Alarms

Dashboards are useful tools, but for production use cases we want alarms triggered automatically if our metrics cross certain thresholds. That way we can alert our operations team, open tickets in our operations systems, or even start an automated response in some cases.

Amazon CloudWatch alarms

As a quick review, Amazon CloudWatch alarms trigger based on individual metrics or combinations of metrics. Alarms send notifications to SNS topics. The SNS topic will notify recipients via email, SMS, or via an HTTP endpoint. You can also have the topic send the notification to an Amazon SQS queue or invoke a AWS Lambda function for additional automation. For example, a Lambda function could initiate a scaling action. (Amazon SQS is a fully managed message queuing service, and AWS Lambda is a serverless computing service.)

Setting thresholds

We can set an alarm trigger threshold for any Amazon CloudWatch metric. The thresholds will vary on your use case. For example, a read-heavy workload may see consistently high load on the read replicas and a lightly used primary node. Write-heavy workloads would see the opposite.

Here are a few suggestions for initial alarm thresholds, but be sure to adjust these thresholds based on your application.

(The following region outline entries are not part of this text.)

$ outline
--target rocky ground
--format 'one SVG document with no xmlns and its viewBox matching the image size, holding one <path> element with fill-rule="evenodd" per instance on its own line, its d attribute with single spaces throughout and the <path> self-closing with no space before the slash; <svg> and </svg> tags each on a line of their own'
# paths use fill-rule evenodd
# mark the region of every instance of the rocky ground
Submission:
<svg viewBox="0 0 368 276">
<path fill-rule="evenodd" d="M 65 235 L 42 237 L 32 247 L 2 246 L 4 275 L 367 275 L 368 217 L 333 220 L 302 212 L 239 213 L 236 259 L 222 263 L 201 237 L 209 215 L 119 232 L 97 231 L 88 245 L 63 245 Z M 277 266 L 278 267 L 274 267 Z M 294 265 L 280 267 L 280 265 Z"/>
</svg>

  • CPUUtilization over 80%
  • DatabaseConnectionsMax over 90% of the limit
  • DatabaseCursorsMax over 90% of the limit
  • VolumeBytesUsed over 85% of the 64 TiB limit
  • NetworkThroughput over 90% of the sustainable limit
  • DBClusterReplicaLagMaximum consistently over 10 seconds
  • Buffer cache hit ratio under 90%
  • Index buffer cache hit ratio under 90%

Creating your first alarm

Let’s set up one alarm manually in this chapter. We’ll look at automated alarm creation in the next chapter.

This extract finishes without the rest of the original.